A turtle carries their home on their back, wherever they may roam. But, turtles have instincts to get them to where they need to go. If you transported a turtle outside of its native habitat, even with its home on its back, it would abandon ship and try to return to its native habitat. Sometimes that results in confusion, disorientation, starvation, even death. They use the same places to nest, hibernate, and find food and water. 

“I feel safe. I had COVID-19 over a year ago, plus I’m fully vaccinated. I don’t go out to the merch table anymore, which is a really hard thing for me because it’s something I’ve always enjoyed, going out there and hanging out with the fans. Most of the clubs are following protocols very well. At this point, if people want to get vaccinated, that’s great and I encourage it. The ones that don’t know the risk at this point. Life has to go on. We have some fans that are high risk and are not able to get vaccinated so we will keep doing live streams for them.” Breezy Peyton (she/her) 

“I’m thinking of putting some of my own stuff out there. I’m excited about that but I haven’t done it since I was 17 years old. Revisiting my old songs, even from when I was a teenager, I think I can put an album together. Some of these songs are embarrassing but I’ll make it work. Playing any stage at this point because it has been a hell of a couple of years.

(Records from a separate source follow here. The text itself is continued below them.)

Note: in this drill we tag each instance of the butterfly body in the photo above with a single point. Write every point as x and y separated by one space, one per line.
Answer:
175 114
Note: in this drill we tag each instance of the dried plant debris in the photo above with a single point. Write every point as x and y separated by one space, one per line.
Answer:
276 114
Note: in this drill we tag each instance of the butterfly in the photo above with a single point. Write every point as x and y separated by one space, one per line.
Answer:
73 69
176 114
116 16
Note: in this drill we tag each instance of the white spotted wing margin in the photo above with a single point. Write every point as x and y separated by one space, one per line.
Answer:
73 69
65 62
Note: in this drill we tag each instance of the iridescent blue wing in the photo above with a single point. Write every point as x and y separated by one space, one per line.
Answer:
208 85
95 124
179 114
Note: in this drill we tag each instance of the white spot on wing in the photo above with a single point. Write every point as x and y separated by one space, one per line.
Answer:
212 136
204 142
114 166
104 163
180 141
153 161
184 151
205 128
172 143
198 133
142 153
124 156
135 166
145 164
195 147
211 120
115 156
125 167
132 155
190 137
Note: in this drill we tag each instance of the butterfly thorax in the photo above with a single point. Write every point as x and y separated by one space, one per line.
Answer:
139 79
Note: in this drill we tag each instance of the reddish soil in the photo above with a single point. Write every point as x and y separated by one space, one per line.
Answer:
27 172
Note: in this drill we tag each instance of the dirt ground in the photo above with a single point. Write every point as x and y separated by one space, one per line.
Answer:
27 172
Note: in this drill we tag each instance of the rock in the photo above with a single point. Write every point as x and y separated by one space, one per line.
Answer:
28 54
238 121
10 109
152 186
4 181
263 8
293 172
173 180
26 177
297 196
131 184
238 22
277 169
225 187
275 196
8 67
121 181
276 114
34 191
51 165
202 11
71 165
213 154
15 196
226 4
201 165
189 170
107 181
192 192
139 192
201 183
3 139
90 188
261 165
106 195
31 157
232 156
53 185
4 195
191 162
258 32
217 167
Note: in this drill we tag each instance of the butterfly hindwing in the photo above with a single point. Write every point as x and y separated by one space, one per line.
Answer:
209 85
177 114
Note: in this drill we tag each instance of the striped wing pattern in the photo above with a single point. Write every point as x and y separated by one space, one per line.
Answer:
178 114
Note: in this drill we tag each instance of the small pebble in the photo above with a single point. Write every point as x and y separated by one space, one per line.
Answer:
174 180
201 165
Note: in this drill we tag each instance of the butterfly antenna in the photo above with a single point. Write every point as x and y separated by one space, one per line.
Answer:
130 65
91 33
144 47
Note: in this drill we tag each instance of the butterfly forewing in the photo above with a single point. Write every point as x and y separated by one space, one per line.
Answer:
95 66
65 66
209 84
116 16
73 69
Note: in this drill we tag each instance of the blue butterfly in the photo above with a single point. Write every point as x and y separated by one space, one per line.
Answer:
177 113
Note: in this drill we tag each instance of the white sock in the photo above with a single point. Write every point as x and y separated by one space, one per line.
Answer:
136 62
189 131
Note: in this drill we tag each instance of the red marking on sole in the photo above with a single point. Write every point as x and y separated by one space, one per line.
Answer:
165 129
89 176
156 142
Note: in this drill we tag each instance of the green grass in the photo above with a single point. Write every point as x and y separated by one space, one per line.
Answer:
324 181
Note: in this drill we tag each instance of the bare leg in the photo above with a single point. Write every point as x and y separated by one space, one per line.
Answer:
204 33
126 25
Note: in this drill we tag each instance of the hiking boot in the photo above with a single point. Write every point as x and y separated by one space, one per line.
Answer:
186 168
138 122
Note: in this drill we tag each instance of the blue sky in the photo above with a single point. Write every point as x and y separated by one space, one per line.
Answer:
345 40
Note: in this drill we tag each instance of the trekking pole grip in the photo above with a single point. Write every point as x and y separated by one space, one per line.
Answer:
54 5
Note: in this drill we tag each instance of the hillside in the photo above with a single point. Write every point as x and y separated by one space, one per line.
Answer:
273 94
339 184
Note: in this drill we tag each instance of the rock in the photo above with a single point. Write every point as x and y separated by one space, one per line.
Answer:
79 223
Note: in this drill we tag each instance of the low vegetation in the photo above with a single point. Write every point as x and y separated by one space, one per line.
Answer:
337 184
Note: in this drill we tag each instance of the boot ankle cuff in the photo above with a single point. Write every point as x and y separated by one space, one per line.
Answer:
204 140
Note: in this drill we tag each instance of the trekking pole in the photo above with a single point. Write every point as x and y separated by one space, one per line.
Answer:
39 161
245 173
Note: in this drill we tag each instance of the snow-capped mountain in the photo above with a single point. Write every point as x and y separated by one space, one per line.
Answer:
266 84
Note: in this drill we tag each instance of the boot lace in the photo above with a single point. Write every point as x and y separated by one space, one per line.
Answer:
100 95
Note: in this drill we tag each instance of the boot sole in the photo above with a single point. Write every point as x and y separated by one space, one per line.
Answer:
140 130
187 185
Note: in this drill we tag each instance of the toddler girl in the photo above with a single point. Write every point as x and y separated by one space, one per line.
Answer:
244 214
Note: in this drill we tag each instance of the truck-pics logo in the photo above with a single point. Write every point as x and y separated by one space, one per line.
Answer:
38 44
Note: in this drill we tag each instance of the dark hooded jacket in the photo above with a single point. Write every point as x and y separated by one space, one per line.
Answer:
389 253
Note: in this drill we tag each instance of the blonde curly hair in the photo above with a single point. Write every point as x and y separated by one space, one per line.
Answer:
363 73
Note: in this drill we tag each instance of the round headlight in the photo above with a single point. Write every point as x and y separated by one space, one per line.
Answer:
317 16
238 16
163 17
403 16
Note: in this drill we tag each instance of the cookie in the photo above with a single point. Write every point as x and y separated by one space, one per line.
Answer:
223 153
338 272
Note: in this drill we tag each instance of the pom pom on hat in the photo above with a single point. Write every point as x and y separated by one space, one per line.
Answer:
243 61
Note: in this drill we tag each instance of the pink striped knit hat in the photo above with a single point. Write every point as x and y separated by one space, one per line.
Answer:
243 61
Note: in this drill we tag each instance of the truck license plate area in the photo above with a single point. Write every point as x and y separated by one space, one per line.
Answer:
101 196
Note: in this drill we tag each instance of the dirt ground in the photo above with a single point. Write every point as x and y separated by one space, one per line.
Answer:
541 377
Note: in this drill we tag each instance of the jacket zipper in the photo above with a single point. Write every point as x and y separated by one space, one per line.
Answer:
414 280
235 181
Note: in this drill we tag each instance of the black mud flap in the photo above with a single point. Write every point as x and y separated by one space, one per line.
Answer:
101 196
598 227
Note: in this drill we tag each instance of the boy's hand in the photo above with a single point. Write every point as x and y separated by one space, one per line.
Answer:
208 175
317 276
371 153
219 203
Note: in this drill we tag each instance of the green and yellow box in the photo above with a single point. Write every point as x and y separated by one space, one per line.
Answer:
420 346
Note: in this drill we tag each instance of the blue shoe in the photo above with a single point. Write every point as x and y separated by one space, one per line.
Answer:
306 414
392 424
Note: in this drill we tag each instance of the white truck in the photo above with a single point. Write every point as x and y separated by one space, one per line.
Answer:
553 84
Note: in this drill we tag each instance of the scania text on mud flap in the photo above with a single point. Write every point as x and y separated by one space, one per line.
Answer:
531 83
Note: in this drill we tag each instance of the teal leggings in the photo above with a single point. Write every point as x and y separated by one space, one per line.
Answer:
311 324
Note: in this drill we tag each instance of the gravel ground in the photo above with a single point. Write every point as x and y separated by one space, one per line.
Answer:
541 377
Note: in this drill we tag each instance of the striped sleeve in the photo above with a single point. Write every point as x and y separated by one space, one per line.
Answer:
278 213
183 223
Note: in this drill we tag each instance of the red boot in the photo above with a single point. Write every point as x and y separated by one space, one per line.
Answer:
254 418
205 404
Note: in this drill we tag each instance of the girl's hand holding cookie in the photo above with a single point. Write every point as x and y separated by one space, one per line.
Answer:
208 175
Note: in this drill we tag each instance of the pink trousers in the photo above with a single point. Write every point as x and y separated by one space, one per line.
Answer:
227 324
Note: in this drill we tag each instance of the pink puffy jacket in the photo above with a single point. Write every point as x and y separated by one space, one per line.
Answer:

Got some plywood in a parking lot? I’ll play it. As far as my long-term goals, you’ll probably think I’m crazy but I wake up every day and to myself, I say Madison Square Garden and Red Rocks. Everyday. That’s because I want to be on those stages one day.” – Mel Flowers (they/them)

Mel Flowers © Phil Solomonson

Is a home a house? Is home a feeling? Is home an instinct? Home is a place where you can be authentically yourself. Tis home wherever the heart is, wherever its loved ones dwell. In cities or in cottages, present haunts or mossy dwells. The heart is a rover ever and thus on wave and wild. The maiden with her lover walks, a mother with her child.